The novelist Tolstoy may have been right when he claimed that all happy families are alike. But economies can be more complicated even than people, and the present Reagan recovery has some very paradoxical features indeed. America's financial developments are being watched more carefully than usual and with some puzzled anxiety.
Actually, the pace of the present United States recovery does continue to be normally strong. Yet no one seems to believe that. Every time the Federal Reserve lets interest rates rise a little, headlines warn that the recovery in residential housing may soon come to an end, entailing around the corner a premature ending to the expansion.
As I read the evidence, our boom is not that fragile. It is still in its early stage. Equipment and plant investments are finally beginning to pick up.
So long as Ronald Reagan does not back out of the presidential race, and provided his military initiatives abroad do not turn so sour as to frighten the American public, the business community will go on being optimistic. Not since Calvin Coolidge has business found a president so much to its liking and to its financial interest.
What then is so strange about our present expansion? Here are its five unusual features.
1. Enormous deficits. Reaganomics talks the rhetoric of conservatism. What it brings is large deficit spending, beyond the heights dreamed of by Harry Hopkins and other Roosevelt New Dealers.
Tax rates have been cut, and cut again. No wonder strong consumer spending brought the 1981-82 recession to an end and staunched the decline of corporate inventory investment.

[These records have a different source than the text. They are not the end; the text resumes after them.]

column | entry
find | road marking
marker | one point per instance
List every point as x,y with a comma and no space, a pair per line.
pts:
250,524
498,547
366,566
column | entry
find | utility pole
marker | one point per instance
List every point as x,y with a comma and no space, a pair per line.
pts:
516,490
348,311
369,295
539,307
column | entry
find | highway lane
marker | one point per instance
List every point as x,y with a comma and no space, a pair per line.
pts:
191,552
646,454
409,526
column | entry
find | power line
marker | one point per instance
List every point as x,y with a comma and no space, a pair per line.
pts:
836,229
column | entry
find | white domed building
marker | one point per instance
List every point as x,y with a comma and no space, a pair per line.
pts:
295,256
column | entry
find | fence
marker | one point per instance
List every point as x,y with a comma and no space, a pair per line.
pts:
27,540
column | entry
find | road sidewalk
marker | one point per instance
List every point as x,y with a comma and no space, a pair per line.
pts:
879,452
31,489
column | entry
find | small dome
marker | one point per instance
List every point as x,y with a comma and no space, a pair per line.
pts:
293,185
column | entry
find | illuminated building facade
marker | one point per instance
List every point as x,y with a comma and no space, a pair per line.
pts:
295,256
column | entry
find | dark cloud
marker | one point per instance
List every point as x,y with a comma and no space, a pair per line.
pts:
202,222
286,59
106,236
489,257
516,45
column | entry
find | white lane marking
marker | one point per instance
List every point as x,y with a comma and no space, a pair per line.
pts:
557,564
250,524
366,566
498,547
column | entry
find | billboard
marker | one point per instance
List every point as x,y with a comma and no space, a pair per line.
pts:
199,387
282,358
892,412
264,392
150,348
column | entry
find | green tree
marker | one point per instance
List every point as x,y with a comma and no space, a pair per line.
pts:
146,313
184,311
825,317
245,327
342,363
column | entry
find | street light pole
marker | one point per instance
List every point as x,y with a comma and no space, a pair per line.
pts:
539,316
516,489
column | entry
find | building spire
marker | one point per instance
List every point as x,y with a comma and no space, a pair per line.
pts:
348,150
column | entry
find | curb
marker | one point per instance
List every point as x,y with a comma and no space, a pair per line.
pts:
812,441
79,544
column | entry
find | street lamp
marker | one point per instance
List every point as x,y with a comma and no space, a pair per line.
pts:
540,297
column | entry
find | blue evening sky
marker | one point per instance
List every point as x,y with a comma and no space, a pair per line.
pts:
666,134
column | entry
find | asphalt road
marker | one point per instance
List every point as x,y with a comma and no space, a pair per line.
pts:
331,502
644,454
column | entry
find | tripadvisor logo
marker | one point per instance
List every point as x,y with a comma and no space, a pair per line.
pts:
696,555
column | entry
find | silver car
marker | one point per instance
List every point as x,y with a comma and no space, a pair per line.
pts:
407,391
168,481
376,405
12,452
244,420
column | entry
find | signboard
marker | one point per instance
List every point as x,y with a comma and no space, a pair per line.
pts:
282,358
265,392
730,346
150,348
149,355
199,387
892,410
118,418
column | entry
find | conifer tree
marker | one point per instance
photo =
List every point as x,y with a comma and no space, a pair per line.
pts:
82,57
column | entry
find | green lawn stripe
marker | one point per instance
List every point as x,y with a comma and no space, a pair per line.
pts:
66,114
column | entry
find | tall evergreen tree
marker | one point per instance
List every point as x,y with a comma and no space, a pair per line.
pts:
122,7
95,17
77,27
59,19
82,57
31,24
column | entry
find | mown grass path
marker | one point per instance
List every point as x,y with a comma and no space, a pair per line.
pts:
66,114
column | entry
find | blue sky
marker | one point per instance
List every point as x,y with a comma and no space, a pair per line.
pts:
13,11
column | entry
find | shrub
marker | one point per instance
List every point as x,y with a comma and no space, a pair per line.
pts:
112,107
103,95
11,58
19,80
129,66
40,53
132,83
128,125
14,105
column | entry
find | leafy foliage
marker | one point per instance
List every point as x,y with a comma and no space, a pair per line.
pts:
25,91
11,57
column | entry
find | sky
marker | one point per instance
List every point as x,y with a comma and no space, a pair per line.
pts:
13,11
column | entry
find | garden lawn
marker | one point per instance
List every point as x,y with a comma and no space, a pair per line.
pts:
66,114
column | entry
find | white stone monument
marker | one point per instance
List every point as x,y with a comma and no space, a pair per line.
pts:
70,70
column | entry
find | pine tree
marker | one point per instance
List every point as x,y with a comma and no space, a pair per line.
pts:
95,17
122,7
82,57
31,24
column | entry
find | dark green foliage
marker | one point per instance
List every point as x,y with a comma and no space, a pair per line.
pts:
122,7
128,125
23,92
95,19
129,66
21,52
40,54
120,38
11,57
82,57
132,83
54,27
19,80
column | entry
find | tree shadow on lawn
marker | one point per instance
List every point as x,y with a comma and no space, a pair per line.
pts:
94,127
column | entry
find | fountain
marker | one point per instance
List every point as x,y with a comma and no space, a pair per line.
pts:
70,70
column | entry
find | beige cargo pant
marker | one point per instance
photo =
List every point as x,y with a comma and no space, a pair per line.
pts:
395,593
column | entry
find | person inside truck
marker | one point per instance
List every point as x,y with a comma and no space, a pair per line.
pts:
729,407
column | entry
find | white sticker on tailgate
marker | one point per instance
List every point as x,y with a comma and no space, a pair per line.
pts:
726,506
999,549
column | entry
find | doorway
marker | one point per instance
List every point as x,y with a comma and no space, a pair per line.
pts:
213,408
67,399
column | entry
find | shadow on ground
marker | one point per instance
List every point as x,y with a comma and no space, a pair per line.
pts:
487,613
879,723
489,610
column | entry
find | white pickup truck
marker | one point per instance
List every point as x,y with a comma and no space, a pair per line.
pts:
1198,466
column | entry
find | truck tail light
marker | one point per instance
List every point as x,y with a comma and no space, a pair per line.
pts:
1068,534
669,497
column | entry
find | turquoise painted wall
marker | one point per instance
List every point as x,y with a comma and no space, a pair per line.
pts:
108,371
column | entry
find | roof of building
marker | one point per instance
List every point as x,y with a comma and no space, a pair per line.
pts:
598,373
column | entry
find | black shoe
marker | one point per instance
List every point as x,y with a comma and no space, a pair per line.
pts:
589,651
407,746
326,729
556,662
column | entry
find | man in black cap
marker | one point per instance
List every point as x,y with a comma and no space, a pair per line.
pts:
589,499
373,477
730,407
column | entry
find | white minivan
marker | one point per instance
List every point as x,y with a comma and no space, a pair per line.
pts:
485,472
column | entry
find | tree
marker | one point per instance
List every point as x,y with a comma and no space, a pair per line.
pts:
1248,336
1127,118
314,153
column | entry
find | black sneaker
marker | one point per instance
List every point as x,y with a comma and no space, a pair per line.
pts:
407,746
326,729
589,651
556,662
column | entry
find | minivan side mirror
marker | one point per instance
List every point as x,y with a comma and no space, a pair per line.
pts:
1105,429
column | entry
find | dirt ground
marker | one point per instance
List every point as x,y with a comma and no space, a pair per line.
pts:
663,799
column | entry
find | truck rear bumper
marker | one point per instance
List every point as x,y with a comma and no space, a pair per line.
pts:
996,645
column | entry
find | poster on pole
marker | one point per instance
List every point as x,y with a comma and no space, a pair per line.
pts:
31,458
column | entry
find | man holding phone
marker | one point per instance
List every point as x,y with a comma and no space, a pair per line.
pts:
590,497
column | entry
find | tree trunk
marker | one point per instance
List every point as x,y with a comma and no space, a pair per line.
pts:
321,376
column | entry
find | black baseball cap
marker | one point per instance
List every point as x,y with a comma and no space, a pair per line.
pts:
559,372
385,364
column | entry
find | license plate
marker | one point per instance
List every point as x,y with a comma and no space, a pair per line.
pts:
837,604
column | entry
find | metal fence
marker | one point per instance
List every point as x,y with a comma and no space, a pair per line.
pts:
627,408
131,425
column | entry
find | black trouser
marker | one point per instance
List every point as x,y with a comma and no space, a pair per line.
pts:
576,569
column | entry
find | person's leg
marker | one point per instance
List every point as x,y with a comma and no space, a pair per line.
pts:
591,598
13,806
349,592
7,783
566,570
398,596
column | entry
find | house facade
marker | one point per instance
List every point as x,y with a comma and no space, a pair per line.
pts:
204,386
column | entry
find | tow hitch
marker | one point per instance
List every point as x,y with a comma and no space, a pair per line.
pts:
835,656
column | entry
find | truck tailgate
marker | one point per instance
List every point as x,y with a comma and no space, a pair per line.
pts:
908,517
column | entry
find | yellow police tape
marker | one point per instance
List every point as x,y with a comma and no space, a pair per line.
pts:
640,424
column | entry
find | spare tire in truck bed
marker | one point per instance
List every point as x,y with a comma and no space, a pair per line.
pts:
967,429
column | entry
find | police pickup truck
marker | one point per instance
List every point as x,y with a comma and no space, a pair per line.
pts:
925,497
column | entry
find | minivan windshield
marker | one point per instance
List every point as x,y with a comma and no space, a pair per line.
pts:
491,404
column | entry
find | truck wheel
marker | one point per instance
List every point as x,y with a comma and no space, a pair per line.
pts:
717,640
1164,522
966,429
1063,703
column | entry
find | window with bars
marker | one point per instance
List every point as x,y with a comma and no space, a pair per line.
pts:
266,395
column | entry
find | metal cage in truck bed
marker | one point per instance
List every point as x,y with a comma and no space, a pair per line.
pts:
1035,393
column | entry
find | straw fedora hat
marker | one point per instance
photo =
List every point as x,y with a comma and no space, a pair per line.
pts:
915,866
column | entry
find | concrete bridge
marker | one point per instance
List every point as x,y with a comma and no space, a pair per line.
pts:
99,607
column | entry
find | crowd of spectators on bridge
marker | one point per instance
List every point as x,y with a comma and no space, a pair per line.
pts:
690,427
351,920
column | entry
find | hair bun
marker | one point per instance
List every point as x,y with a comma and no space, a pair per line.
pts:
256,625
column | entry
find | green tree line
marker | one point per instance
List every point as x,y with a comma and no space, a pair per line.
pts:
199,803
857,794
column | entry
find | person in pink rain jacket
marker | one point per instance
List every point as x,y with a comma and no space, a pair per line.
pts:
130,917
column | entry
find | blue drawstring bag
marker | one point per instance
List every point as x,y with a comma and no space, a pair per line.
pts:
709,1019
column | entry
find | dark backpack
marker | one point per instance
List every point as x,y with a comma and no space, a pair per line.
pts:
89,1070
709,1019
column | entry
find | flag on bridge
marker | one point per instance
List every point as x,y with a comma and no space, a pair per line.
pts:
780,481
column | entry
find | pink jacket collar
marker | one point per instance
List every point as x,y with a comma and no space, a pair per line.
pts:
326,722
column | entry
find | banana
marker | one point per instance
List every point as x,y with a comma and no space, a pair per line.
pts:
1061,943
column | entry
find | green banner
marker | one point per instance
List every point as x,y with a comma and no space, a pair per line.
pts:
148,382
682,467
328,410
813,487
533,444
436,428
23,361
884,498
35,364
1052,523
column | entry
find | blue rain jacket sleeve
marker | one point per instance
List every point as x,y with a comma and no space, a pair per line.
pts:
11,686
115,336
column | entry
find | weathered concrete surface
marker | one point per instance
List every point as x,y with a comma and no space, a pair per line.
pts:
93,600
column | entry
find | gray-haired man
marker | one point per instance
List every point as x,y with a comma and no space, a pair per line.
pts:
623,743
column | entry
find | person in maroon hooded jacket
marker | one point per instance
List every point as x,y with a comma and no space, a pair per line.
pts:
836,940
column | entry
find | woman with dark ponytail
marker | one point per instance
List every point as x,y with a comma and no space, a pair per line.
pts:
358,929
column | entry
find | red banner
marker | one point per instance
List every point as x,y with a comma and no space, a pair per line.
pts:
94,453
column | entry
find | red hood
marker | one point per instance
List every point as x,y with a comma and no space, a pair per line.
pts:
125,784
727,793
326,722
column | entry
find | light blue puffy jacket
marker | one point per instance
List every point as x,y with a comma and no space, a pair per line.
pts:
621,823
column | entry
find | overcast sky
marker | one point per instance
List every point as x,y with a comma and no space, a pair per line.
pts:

2. High real rates of interest. Canny Wall Streeters expect that there will still be a $100 billion structural deficit when the system reaches high-employment levels in the mid-1980s. They realize that Americans no longer save much and that the government's need to finance its deficits will compete with industry's investment needs.
The result? Higher interest rates ahead - and, in a marketplace where speculators must look ahead or perish, that means higher interest rates now.
3. Balance-of-trade deficits. Europe, the Middle East, and the Pacific basin are attracted to our juicy interest rates. They dump marks, francs, and yen, thereby bidding up the dollar.
American exporters find they can't compete once foreign investors bid up the dollar to a level that is overvalued from the current-account viewpoint. American imports soar, killing off manufacturing jobs at home.
In effect, foreign countries that are still poorer than us are the ones who are financing the American budget deficit wrought by Reaganomics.
4. Favorable inflation trends. So far, so good - the recovery has not produced a reacceleration of inflation. To help preserve jobs that might otherwise be lost to the Pacific basin, real wage concessions are still being made.
Except for aluminum, most metals are still in plentiful supply and at reasonable prices. I don't suppose this kind of luck can hold out indefinitely, but as I write, election day is barely one year away.
5. America ahead of the pack. Usually when America makes a strong recovery, that helps to activate a perceptible expansion for our trading partners. And the informed eye can indeed find some signs that the worst of the world's 1982 slump is behind us.
This time, however, Germany, France, and the Low Countries have hardly joined in with the progress of the US locomotive. Japan is at long last making an autonomous effort to pump up her own domestic economy.
Nothing is guaranteed in an inexact subject such as economics. Still, I think the odds are good that 1984 will see some further recovery abroad and a continuation of the rise in North America.
Does this mean that the economic house of the US is in order and that distortions in the international economy are under tolerable control?
No, of course not. Brazil, or Argentina, or several developing nations could still default on their international bank loans. The bond markets would not take such crises lightly and they would take stock prices down with them. The government agencies that insure the safety of US bank deposits would have to go into emergency sessions to prevent any rerun of the Great Depression.
The art of political economy is to be aware of all such contingencies, but also to keep them in perspective. One or a few sovereignty defaults, bad as they would be, do not constitute a lethal shock to the world recovery.
Early in most recoveries there is a honeymoon interlude. 1983-4 is no exception. Economic performance, like marriage and life itself, is a long-run matter.
Now is the time to be making plans. The US is currently an undertaxing nation. What our electorate continues to spend on defense and peace should not be financed by a structural deficit.
A citizenry low on private thrift ought not to compound its problem by fiscal thriftlessness. An affluent nation ought not to tempt to its shores the fruits of thrift on the part of poorer peoples all over the globe. Their work forces require at home the investment goods their own savings could finance.
There is some merit in the complaint that when America pursues a fiscal policy that raises her real rate of interest, this makes it hard for nations abroad to pursue the low-interest policies needed for their own domestic recovery programs.
The future is longer than the present and deserves some forethought, even while the honeymoon is still aglowing.